Je sais que ton travail est dur et je devine que tu n’aimes pas beaucoup ce que tu fais, et je te comprends. Mais j’aurais pensé qu’auprès de l’oncle et de la tante tu aurais été entourée et protégée. Ce que tu me racontes sur la tante est bien décevant : elle est très différente quand elle vient nous voir. Et je ne comprends pas très bien son attitude : c’est elle qui voulait t’embaucher !

Et je voudrais te dire aussi à propos des hommes qui te regardent salement. Ne te sens pas sale, ce sont eux qui le sont. Reste fière de ce que tu es. Garde la tête haute ! Enfin, je suppose que c’est plus facile à dire qu’à faire !

Je ne t’en ai jamais parlé, mais surveiller les études et les dortoirs ce n’est pas drôle non plus ! (et ils sentent mauvais aussi)

Les petits font beaucoup de bruit, chahutent, pleurent aussi parce qu’ils sont loin de chez eux. Et les grands ne sont pas très gentils avec moi, ils me traitent de paysan et se moquent de mon accent ! Et je dois me fâcher pour me faire respecter. Et je n’ai pas beaucoup de temps pour travailler, surtout en latin. Mais ça permet aux parents de ne pas payer le collège. Alors je supporte, moi aussi. Que faire d’autre ?

Ma petite Marinette, je joue au grand frère et je te donne des conseils comme une vieille grand-mère ! C’est que je me fais du souci pour toi. Et je ne sais pas ce que tu peux faire d’autre, ma pauvrette ! J’espère seulement que tu vas trouver du mieux : où, quand, comment, je ne sais pas, mais je te le souhaite.

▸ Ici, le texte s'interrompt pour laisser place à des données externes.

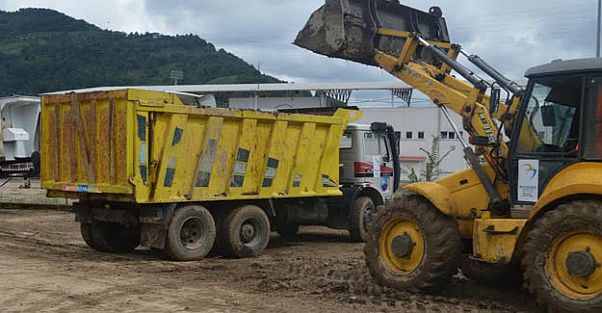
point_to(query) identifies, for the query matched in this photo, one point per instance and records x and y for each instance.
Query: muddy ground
(45, 266)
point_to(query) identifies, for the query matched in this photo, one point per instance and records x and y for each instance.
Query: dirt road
(45, 266)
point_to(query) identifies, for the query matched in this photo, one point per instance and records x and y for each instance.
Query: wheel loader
(532, 197)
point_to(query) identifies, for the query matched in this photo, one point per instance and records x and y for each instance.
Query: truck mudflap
(349, 29)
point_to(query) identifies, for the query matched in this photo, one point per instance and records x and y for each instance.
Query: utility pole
(599, 26)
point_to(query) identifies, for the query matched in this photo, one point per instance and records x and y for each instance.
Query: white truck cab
(369, 175)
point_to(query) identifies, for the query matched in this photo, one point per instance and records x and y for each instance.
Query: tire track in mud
(322, 271)
(350, 282)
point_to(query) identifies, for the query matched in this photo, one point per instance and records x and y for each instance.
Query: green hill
(44, 50)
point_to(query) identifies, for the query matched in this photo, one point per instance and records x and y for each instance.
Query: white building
(19, 122)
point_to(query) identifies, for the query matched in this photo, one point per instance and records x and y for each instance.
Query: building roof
(566, 67)
(203, 89)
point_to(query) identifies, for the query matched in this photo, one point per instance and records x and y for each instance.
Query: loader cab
(559, 124)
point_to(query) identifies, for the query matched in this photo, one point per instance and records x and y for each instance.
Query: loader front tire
(412, 246)
(190, 234)
(562, 258)
(110, 237)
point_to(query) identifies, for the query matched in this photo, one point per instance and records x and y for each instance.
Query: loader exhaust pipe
(347, 29)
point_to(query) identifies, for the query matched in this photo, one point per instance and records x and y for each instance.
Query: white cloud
(512, 34)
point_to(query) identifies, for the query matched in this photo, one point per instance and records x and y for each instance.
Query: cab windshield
(552, 117)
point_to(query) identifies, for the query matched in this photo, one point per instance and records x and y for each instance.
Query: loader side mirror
(548, 115)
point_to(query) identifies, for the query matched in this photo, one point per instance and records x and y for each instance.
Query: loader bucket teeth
(347, 29)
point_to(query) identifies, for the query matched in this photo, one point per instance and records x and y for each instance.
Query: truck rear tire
(412, 246)
(245, 232)
(361, 214)
(110, 237)
(190, 234)
(562, 256)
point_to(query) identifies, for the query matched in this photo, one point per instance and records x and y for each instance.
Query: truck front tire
(190, 234)
(110, 237)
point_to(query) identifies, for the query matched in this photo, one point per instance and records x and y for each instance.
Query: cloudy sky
(512, 34)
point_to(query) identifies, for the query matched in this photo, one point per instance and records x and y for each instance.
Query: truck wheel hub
(402, 246)
(581, 264)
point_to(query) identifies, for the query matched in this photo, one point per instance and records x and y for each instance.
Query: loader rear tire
(245, 232)
(412, 246)
(361, 214)
(190, 234)
(110, 237)
(562, 257)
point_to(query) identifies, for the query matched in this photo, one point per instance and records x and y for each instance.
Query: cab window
(375, 144)
(551, 119)
(592, 138)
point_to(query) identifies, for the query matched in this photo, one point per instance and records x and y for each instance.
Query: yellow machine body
(149, 147)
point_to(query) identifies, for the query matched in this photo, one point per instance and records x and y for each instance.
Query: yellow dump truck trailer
(148, 168)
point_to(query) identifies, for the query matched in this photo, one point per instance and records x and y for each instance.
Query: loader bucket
(347, 29)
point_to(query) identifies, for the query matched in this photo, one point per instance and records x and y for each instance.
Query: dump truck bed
(149, 147)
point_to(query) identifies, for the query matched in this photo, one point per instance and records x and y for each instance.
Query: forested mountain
(44, 50)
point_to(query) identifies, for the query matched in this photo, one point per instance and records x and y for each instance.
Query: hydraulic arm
(414, 46)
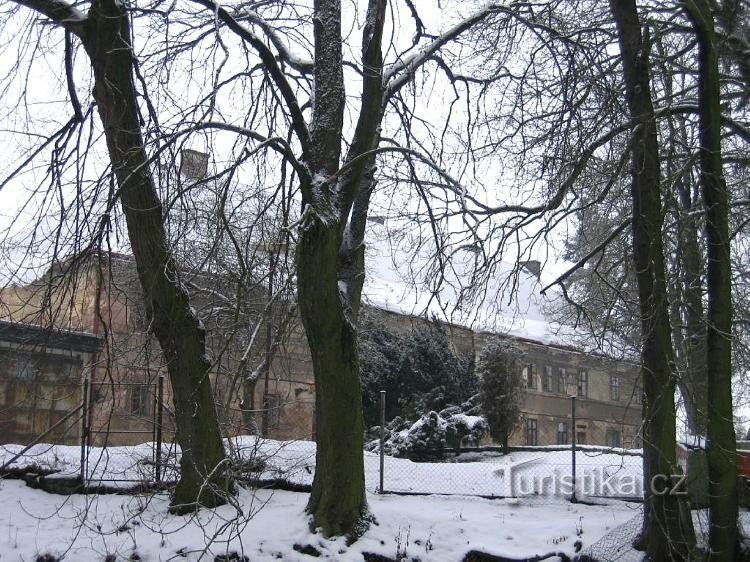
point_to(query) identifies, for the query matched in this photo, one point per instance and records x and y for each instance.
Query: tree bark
(337, 501)
(722, 445)
(667, 533)
(204, 478)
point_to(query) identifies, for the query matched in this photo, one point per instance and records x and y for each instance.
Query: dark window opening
(531, 432)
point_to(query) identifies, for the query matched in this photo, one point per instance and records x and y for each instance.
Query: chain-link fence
(575, 458)
(76, 446)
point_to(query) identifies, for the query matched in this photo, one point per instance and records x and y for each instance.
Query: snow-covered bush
(420, 370)
(451, 428)
(500, 391)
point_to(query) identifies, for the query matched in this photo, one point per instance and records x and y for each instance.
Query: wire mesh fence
(589, 472)
(574, 457)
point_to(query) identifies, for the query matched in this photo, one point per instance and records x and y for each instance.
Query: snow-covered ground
(521, 473)
(266, 525)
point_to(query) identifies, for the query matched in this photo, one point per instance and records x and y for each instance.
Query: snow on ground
(265, 524)
(521, 473)
(270, 523)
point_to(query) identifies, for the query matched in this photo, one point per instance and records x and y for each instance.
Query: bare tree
(106, 35)
(722, 471)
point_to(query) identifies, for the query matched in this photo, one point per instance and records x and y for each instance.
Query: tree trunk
(204, 478)
(337, 502)
(722, 445)
(694, 379)
(664, 535)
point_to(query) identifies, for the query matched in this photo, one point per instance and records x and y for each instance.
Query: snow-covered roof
(402, 278)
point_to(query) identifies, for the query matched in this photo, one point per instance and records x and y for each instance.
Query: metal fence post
(382, 439)
(159, 422)
(84, 426)
(573, 443)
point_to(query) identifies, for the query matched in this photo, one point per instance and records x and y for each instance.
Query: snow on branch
(60, 12)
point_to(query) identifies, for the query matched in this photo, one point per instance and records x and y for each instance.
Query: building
(94, 307)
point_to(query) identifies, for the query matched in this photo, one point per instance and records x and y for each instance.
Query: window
(583, 383)
(613, 438)
(24, 368)
(614, 387)
(139, 400)
(531, 432)
(272, 406)
(547, 381)
(638, 394)
(529, 375)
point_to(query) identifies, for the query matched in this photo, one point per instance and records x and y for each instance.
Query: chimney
(533, 266)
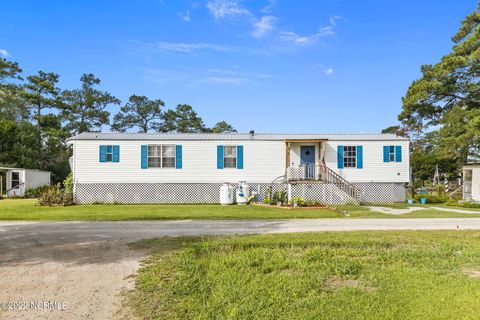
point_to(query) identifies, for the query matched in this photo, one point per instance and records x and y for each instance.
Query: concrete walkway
(24, 234)
(87, 265)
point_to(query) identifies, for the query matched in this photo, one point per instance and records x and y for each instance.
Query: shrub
(36, 192)
(55, 196)
(279, 197)
(297, 202)
(430, 198)
(465, 204)
(68, 183)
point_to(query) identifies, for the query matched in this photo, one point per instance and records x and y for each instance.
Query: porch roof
(237, 136)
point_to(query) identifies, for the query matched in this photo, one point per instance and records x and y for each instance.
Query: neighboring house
(471, 182)
(191, 167)
(18, 180)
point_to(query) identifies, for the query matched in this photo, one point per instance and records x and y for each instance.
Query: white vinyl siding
(230, 157)
(350, 156)
(161, 156)
(374, 169)
(266, 162)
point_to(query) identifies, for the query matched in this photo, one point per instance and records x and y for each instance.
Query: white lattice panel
(210, 192)
(378, 192)
(325, 193)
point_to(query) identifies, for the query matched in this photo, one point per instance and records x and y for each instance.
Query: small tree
(182, 119)
(41, 93)
(222, 127)
(139, 112)
(84, 108)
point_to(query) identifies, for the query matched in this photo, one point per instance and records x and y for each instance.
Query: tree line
(37, 117)
(441, 110)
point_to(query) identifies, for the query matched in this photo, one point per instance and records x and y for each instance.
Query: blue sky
(269, 65)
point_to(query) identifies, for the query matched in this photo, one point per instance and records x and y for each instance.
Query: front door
(307, 159)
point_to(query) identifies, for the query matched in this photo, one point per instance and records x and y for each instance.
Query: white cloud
(263, 26)
(225, 80)
(269, 7)
(220, 9)
(295, 38)
(193, 77)
(173, 47)
(328, 71)
(185, 16)
(333, 20)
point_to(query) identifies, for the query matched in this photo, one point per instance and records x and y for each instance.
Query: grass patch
(355, 275)
(27, 209)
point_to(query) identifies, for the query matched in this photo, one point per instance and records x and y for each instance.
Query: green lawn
(27, 209)
(355, 275)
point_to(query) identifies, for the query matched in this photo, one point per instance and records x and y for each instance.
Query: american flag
(436, 176)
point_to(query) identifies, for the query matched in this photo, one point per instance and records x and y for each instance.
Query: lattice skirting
(145, 193)
(325, 193)
(382, 192)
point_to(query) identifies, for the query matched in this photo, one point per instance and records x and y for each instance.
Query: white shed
(471, 182)
(18, 180)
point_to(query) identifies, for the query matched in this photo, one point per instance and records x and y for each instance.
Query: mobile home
(18, 180)
(471, 182)
(191, 167)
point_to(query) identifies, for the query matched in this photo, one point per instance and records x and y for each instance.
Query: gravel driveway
(84, 266)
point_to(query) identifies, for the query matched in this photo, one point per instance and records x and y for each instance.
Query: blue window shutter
(340, 157)
(398, 153)
(386, 153)
(359, 157)
(219, 157)
(178, 156)
(116, 154)
(239, 157)
(103, 154)
(144, 153)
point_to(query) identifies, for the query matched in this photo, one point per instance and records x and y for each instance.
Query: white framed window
(15, 179)
(109, 154)
(230, 156)
(391, 153)
(350, 156)
(161, 156)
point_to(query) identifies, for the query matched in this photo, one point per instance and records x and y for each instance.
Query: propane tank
(243, 192)
(226, 194)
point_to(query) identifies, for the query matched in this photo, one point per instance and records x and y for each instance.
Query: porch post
(287, 155)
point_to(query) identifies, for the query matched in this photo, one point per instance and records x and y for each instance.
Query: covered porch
(305, 160)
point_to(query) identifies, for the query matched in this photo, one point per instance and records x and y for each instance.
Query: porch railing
(322, 173)
(303, 172)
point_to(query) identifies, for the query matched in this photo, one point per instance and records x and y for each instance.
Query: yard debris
(395, 211)
(336, 283)
(471, 273)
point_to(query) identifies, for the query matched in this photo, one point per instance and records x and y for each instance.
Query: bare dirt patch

Si seulement tu pouvais aller un peu te promener, je sais qu’il y a de beaux jardins et des fêtes foraines de temps en temps. Imagine-toi en train de tirer à carabine pour gagner une peluche ! et en train de manger une pomme d’amour !

Tu sais, moi aussi je pense aux vaches. Ne t’en fais pas, elles seront là quand tu reviendras !

Ma petite Marinette, je t’embrasse très fort. Ne perds pas courage !

Ton grand frère

Pierre

 

 

Marie lut et relut la lettre de son frère, puis la rangea soigneusement dans le tiroir de sa table de nuit.

Bien sûr il ne pouvait rien lui dire d’autre que ce qu’elle savait déjà. Mais, de le lire, elle se sentait mieux, un peu moins seule.

Elle allait essayer encore. Jusqu’à Noël. Oui, c’était une bonne idée, jusqu’à Noël.